Dry your shoes and socks out at the end of each day
As mentioned above, blisters are more likely if your feet are wet. To prevent blisters it’s incredibly important to try and keep your shoes and socks as dry as possible. As soon as you’ve finished on the trail, be disciplined and change into flip flops to let your feet breath. To dry your boots, take the insole out and place them somewhere warm to dry. If your walking boots have gotten soaked from the rain, then stuffing newspaper into them and placing them near a radiator is the best way to dry them out.
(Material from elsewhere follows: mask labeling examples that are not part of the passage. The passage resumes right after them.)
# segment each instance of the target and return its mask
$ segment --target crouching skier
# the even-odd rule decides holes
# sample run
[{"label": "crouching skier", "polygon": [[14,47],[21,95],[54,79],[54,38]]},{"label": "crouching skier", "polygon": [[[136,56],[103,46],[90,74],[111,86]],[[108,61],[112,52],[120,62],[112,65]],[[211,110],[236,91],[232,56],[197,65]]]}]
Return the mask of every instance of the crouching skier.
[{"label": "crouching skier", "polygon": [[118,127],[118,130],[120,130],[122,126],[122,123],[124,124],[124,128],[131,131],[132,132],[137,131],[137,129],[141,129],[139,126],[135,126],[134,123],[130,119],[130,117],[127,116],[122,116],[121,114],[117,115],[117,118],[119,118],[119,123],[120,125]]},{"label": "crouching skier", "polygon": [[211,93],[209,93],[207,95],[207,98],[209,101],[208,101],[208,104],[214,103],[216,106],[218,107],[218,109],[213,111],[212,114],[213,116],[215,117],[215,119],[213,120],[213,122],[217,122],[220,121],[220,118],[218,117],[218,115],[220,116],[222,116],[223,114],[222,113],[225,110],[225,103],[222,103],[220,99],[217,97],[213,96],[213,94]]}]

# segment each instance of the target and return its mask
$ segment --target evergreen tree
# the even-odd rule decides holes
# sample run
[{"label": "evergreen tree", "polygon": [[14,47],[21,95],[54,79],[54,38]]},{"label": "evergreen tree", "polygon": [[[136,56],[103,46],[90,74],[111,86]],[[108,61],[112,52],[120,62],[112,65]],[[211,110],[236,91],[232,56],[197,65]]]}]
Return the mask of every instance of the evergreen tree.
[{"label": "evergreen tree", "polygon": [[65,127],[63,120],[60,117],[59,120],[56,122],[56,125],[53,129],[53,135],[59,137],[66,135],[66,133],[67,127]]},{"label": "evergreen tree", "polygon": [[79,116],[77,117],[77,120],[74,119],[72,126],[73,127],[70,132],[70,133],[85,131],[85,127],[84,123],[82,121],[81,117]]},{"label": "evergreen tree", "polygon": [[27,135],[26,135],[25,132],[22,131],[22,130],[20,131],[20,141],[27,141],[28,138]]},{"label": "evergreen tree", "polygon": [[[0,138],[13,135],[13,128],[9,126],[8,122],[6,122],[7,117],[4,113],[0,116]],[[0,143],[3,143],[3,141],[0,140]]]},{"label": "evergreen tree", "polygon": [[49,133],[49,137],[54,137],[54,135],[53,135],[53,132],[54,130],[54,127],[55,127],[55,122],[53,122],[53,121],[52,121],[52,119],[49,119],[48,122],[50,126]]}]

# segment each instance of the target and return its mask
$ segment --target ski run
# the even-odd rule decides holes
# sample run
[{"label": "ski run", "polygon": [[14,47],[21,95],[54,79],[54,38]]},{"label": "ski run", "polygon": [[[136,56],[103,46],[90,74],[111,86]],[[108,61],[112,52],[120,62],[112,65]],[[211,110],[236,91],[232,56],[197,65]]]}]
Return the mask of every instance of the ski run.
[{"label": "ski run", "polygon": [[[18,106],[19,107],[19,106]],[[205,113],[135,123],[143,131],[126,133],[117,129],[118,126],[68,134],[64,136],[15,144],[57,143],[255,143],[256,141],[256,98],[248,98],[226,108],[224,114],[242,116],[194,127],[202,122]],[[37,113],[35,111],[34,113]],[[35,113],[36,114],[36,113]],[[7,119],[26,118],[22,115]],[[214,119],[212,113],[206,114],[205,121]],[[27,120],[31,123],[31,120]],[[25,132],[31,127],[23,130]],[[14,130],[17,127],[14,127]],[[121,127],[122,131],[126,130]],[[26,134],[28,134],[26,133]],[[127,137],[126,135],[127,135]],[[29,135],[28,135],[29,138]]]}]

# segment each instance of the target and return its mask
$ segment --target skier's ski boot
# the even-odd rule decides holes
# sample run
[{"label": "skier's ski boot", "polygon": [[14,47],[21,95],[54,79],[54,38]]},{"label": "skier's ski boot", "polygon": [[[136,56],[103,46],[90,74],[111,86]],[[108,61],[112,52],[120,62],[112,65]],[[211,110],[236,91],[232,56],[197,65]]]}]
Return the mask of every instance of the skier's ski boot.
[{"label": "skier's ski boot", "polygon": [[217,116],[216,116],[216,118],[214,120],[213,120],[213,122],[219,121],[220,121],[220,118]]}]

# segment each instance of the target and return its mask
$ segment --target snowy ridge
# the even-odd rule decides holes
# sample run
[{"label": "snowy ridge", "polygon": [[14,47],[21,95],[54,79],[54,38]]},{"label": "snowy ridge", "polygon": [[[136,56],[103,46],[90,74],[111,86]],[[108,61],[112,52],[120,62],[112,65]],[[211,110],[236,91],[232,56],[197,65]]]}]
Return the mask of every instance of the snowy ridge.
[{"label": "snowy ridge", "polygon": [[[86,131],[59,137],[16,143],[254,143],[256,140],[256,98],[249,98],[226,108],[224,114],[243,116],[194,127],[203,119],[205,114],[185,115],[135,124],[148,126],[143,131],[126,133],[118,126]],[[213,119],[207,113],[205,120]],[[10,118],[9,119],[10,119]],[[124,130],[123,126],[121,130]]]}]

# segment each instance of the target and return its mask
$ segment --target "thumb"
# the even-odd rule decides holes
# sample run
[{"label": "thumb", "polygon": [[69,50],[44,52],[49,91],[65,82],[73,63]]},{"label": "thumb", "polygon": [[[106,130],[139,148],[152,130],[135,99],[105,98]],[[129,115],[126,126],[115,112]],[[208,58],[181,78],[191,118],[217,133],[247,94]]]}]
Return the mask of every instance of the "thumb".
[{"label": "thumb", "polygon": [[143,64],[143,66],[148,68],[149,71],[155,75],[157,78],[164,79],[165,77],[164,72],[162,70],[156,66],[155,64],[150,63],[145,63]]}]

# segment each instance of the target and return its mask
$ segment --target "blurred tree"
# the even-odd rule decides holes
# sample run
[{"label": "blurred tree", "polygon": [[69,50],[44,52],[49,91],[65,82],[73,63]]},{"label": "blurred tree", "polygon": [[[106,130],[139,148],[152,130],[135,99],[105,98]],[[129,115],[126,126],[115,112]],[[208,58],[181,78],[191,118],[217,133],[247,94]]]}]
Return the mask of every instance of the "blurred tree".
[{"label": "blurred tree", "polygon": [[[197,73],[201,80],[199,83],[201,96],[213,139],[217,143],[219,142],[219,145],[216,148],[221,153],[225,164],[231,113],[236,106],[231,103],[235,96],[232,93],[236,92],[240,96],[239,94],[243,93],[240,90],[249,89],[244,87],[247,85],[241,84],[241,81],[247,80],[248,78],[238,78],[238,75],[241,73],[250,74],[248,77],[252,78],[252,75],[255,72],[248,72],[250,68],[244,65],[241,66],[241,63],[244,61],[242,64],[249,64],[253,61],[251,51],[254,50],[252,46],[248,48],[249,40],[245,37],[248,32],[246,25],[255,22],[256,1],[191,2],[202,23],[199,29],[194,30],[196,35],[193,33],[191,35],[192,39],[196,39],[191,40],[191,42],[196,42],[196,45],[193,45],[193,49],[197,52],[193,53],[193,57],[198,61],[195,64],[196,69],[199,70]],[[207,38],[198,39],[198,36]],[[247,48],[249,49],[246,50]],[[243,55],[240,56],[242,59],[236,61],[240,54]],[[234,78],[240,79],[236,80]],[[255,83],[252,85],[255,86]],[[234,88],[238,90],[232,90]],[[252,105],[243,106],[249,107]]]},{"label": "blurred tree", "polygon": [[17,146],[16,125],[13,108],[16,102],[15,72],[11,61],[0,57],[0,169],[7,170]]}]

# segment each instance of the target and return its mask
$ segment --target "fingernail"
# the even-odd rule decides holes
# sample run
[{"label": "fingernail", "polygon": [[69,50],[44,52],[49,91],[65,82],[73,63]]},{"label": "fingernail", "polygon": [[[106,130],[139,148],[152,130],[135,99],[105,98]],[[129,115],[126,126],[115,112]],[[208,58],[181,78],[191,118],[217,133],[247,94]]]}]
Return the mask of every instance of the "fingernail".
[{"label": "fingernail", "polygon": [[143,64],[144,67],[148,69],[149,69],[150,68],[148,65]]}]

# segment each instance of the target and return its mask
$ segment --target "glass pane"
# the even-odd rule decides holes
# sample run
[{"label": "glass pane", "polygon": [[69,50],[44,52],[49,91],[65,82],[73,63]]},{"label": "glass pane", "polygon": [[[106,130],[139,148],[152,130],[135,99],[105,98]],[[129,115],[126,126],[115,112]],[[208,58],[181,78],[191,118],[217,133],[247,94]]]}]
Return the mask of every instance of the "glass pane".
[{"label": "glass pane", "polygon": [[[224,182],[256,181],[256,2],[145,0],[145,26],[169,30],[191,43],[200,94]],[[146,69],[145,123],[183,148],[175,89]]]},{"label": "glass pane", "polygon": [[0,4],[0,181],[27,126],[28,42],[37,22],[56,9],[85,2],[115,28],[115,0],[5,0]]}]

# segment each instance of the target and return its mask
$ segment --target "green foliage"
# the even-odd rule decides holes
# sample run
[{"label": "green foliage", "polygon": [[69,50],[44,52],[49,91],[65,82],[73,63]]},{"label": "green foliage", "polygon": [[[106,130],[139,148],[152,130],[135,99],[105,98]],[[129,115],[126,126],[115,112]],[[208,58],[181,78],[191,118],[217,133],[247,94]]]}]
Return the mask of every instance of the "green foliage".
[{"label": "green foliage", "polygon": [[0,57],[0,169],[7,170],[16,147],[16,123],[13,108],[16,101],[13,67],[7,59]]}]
Stop as soon as you feel a hot spot
If you are trekking with a group, it may feel awkward asking everyone to stop so you can sort out your feet. However, it’s much less annoying for everyone to stop for 5 minutes while you put some tape on your feet, than it is to listen to you complain about blisters for the rest of the trip! If you feel a hot spot developing, stop as soon as you can and put some mole skin tape over the area to prevent blisters forming.
If you do get blisters…
If you do get a blister, then it’s not the end of the world if you look after it properly! If possible, it’s best not to burst a blister as the fluid is there to protect the sore skin underneath. If the blister is particularly large, then you will need to burst it to be able to keep trekking the next day. To burst a blister, make sure you disinfect the area first by washing your foot and wiping the area with antiseptic. Using a sharp sterile needle, pierce the blister near the edge and allow the fluid to drain out. Then wipe the area clean and apply a protective gauze or some compeed to prevent infection. Compeed is an excellent blister plaster that you can buy in Europe which acts as a second skin; although it’s expensive – it can stay on your foot for several days.